Honda CB500X 5000 miles
MCN‘s recent claim of Honda’s plans to make an Africa Twin based on the NC750 motor was a rare instance of my wish coming true. When the popular CRF1000L (below) became an 1100L last year – in part to compensate for power losses due to Euro 5 regs – the cry went up for a mini-AT, not least following the popularity of the XT700 and the KTM 790 ‘middleweight’ adventure-styled bikes.
Honda seems to have heard the call and recognises the gap in their current 14-model Adventure category. At the moment, unless you fancy the old VFR 800X Crossrunner which must be close to getting Euro’d, it’s a huge jump from a CB500X (above) to the newest 1100AT at twice the price. Slotting the NC750X into that Adventure category (which also includes the CRF450L) was always is a bit of a reach. An 800L is much more like it.
Right from the start I’ve been a fan of the NC concept: a low-revving, high-economy, low-CoG, big capacity chugger with all the real-world power you need. Last year I ran a 2018 750X, partly to properly try out the DCT gearbox but also with a view to adapting it to an all-road travel bike, as I did with the XSR7 (below) with reasonable success.
The NC750X (below) was a great road bike which loved to corner, occasionally flashed up 100mpg and still seemingly plain suspension was a big improvement on earlier models. But for many obvious reasons it would have been too hard/costly to adapt. As I’ve found with the XSR, it takes more than a set of bar risers, suspension lift and wheel change to turn a road bike into a travel bike. An NC750 may have a low CoG compared to my current AT, but it’s still heavy (my NC-DCT weighed 232kg; my AT is 240kg before add-ons).
There is talk that the whole NC range may be getting an 800-cc makeover, probably for the same Euro-5 reasons. You do wonder it this may mean a more conventionally upright engine as in the mock up, losing the frunk ‘tankbox’ and putting the tank in the normal position, as BMW have done on the 750/850 GSs. Analysing patent designs (as below) may suggest something in that vein.
The Honda designer in the MCN article talks of a budget spec bike, like the CB500X, to appeal to learners with A2 licences. That will keep the price down and, with a good motor, as with the 500X, will be easy for owners or outfits like Rally Raid to offer suspension and wheel upgrades for those who want them. We watch and wait.
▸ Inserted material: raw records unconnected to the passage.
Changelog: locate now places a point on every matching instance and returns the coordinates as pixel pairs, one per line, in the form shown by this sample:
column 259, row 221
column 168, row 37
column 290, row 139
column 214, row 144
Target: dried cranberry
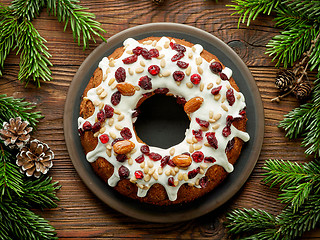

I thought that patent design went with a potential 1100 twin street bike using the new AT engine. I think ditching the frunk would be a massive mistake, one which i hope Honda don’t make. I suspect a lot of NC riders would feel slightly betrayed if a new NC800 lost one of it’s key selling points.
I read it as two separate bikes; the second one unknown. But i could be wrong.
I agree; keep the frunk but the fuel filler under the back seat is not such a good idea.
Maybe the 750 S and X will merely grow to 790/800 but in looks unchanged. And a year later some sort of CRF800L will emerge; tank position unknown.
I had an NC750X for a year & loved it, frugal, torquey and great DCT gearbox, I always thought it would be a good base to develop a mid range adv bike, just very low ground clearance.